If the destination is a large complex, the station name alone may not be enough. Shopping malls, railway stations, airports, parks, and scenic areas can have multiple entrances. Check the exit before leaving the paid area, because turning back after exiting may require another ticket or extra walking.
For address preparation, use how to prepare Chinese addresses before your trip.

Transfers Can Take Real Walking Time
Some metro transfers are short. Others involve long corridors, escalators, stairs, crowd flow, and several minutes of walking. A map may show a simple line change, but the station layout can still make it tiring, especially with luggage or during peak hours.

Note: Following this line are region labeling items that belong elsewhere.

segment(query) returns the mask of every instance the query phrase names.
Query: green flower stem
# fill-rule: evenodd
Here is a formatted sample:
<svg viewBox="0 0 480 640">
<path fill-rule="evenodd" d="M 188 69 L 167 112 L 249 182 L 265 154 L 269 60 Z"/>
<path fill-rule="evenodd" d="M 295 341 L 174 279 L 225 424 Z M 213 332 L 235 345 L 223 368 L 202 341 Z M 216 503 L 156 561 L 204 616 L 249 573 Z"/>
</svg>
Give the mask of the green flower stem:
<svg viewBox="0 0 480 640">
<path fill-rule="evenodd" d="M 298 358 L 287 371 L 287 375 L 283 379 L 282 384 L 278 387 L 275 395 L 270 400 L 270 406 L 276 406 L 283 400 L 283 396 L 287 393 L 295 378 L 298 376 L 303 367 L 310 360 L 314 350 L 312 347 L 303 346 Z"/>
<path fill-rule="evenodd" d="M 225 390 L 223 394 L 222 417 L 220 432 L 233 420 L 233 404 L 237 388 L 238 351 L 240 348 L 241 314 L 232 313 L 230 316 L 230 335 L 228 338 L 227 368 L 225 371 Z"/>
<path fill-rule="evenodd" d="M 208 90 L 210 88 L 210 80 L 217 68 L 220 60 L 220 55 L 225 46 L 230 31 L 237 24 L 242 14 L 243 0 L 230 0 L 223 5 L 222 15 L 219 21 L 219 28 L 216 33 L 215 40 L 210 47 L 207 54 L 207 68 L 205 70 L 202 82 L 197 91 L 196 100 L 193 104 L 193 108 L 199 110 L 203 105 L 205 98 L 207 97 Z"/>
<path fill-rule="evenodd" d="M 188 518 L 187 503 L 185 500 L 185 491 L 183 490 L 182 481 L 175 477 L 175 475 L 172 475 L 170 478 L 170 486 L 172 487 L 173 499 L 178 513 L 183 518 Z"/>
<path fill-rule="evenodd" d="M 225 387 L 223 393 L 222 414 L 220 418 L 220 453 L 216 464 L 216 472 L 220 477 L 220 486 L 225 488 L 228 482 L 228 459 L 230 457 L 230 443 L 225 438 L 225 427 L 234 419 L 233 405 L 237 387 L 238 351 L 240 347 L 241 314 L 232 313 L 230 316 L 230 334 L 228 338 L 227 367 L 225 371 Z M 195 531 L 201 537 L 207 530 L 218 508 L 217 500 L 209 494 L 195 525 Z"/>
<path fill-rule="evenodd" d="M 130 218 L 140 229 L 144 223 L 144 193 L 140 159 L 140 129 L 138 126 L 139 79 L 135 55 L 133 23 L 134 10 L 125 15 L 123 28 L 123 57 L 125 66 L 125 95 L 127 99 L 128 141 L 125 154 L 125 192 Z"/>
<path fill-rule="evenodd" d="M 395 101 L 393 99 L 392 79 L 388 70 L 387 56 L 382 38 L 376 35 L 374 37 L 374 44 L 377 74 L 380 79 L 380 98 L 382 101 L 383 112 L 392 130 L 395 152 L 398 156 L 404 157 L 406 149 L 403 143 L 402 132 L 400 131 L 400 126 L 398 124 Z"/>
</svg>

If your route includes a train station, airport connection, timed attraction entry, or dinner reservation, add buffer time. A metro route that looks like 25 minutes on an app can become longer when you include walking to the station, security or bag checks if present, ticket setup, platform waiting, transfer walking, and the final exit.
This is the same planning logic covered in why a realistic China itinerary needs buffer time.
Think Carefully Before Taking Large Luggage on the Metro
The metro can be efficient, but it is not always comfortable with large luggage. Elevators may be busy or hard to find. Some exits may have stairs. Carriages can be crowded. Long transfers can become tiring. During rush hour, a suitcase can make the trip stressful for you and inconvenient for other passengers.
If you have one manageable suitcase and a simple route, the metro may work well. If you have several bags, young children, older travelers, a late arrival, or a complicated transfer, a taxi or ride-hailing option may be more practical. For rail-related luggage thinking, see luggage tips for China high-speed rail travelers.
Use Signs, Line Colors, and Destination Direction Together
Most large city metro systems use line numbers, colors, station names, and terminal directions. Do not only look at the line number. Check the direction of travel by looking at the terminal station or the next few stations on the platform display. This helps avoid boarding the right line in the wrong direction.
Before getting on the train, confirm three things: the line, the direction, and the number of stops or transfer station. If you are using a map app, keep the route visible offline or screenshot the key station names. Station names can be easier to match visually when you have both English and Chinese on your phone.
Plan Around Rush Hours and Last Trains
Rush hour can make metro travel much slower and less comfortable. If you are carrying luggage, traveling with a group, or visiting a station near an office district, school area, railway station, or major attraction, avoid the busiest commuting periods when possible.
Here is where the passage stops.